Dün ortalık toz duman oldu bir anda...
Televizyonlar üst üste binerek haber yarışına soyundu... Birbiri ardına emeklisiyle muvazzafıyla generaller, amiraller, albaylar gözaltına alınıyor, evler aranıyor... Gözaltına alınmaların yalan olduğu söyleniyor... Sonra aynı kişiler adli tıpa muayeneye götürülüyor...

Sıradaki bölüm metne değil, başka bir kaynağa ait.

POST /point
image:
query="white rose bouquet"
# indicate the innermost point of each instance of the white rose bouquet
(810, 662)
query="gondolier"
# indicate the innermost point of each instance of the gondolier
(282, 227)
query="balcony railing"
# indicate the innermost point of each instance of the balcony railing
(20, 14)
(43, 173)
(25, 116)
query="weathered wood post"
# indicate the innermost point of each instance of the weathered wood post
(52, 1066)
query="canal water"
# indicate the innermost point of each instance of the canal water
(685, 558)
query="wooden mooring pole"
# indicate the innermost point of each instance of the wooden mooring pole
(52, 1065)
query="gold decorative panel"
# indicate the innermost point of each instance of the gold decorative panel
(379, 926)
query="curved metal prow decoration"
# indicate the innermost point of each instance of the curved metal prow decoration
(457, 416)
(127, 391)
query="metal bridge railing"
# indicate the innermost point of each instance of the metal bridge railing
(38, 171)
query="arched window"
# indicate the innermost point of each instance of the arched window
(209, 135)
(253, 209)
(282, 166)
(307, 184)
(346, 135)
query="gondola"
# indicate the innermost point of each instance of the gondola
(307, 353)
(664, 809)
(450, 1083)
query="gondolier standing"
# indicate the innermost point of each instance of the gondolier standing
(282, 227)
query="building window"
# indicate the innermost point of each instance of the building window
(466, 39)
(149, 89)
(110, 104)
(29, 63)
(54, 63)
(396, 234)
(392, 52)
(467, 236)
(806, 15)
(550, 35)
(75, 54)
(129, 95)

Ekranlar uzmanlarla dolup dolup taşıyor kimi, adaletten söz ediyor, kimiyse bu gözaltıların yanlış olduğunu söylüyor...
Peki, dönelim geçmişe...
Kimler gözaltına alınırdı bu ülkede?
Yazarlar, şairler, romancılar,
düşüncesini söylemek “gafletinde”
bulunanlar...
O zaman bunları savunan ya da bunlarla ilgilenen bir tek kişi çıkar mıydı?
Hayır.
TİP kapatılıp da bütün milletvekilleri, başta Çetin Altan olmak üzere, hapishaneyi boyladığında 12 Mart darbesinden sonra, “Yahu durun bi dakika... Bunların darbe marbe yapmak, demokrasiyi çiğnemek, seçim sandıklarını tekmelemek gibi bir niyeti yok... Düşüncelerini, inançlarını söylüyorlar.

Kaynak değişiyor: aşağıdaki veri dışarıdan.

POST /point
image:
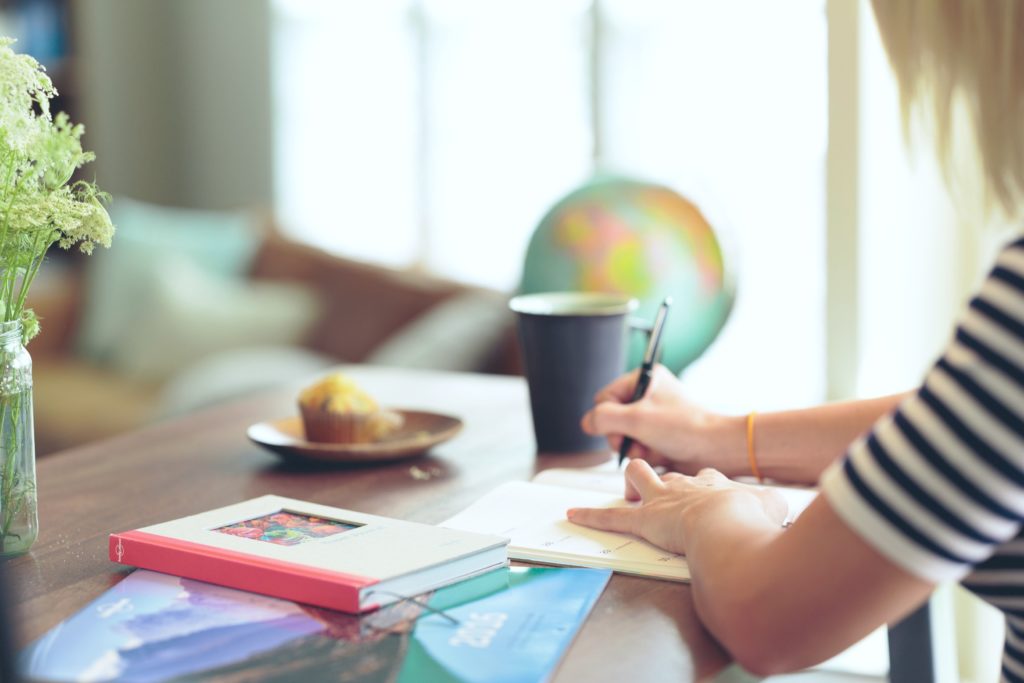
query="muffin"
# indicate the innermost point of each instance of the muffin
(335, 410)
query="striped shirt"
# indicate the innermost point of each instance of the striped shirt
(938, 485)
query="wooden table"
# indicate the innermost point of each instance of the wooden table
(641, 630)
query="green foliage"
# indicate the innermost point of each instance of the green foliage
(39, 205)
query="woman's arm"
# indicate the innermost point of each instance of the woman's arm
(791, 445)
(777, 599)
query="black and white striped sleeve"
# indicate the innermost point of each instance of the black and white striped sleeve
(938, 485)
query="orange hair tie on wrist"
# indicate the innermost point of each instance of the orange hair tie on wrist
(750, 446)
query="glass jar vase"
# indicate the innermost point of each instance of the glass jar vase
(18, 518)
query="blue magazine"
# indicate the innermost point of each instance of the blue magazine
(510, 625)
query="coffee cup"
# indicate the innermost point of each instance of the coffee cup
(572, 343)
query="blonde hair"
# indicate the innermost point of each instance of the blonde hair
(949, 54)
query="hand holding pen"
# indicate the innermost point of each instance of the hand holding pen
(649, 358)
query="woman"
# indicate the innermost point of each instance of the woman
(931, 488)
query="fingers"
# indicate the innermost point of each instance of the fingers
(643, 478)
(608, 519)
(620, 390)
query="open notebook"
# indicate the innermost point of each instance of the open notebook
(532, 515)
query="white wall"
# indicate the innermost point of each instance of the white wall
(176, 98)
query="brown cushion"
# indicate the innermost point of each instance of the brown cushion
(364, 304)
(76, 402)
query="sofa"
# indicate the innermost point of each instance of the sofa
(172, 319)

Hem de nereden ? TBMM kürsüsünden!” diyen oldu mu?
Yooo...
Peki koskoca Altan Öymen, uçak kaçırmak suçuyla tutuklanıp, idam istemiyle yargıçların karşısına çıkarıldığında, bi Allah’ın kulu, “siz delirdiniz mi?” diyebildi mi?
Yooo...
Ama en güzel yanıtı o sıkı yönetim mahkemesinde, söylentiye göre, gene Altan Öymen verdi:
- Uçak kaçırmakla yargılanıyorsunuz...
- Kaçırdım efendim...
- Demek kabul ediyorsunuz suçunuzu?!
- Evet. Trafik çok sıkışıktı. Esenboğa Havaalanına yetişemedim...
Uçağı kaçırdım!
Hapishaneden çıktıktan sonra Çetin Altan, her yıl bir kez daha baştan sona değin okunulası; bugün Fransa’daki liselerde, seçmeli ders kitabı olarak okutulan, Büyük Gözaltı adlı romanını yazmıştı:
“ ‘Söyleyinceye kadar burada kalacaksınız!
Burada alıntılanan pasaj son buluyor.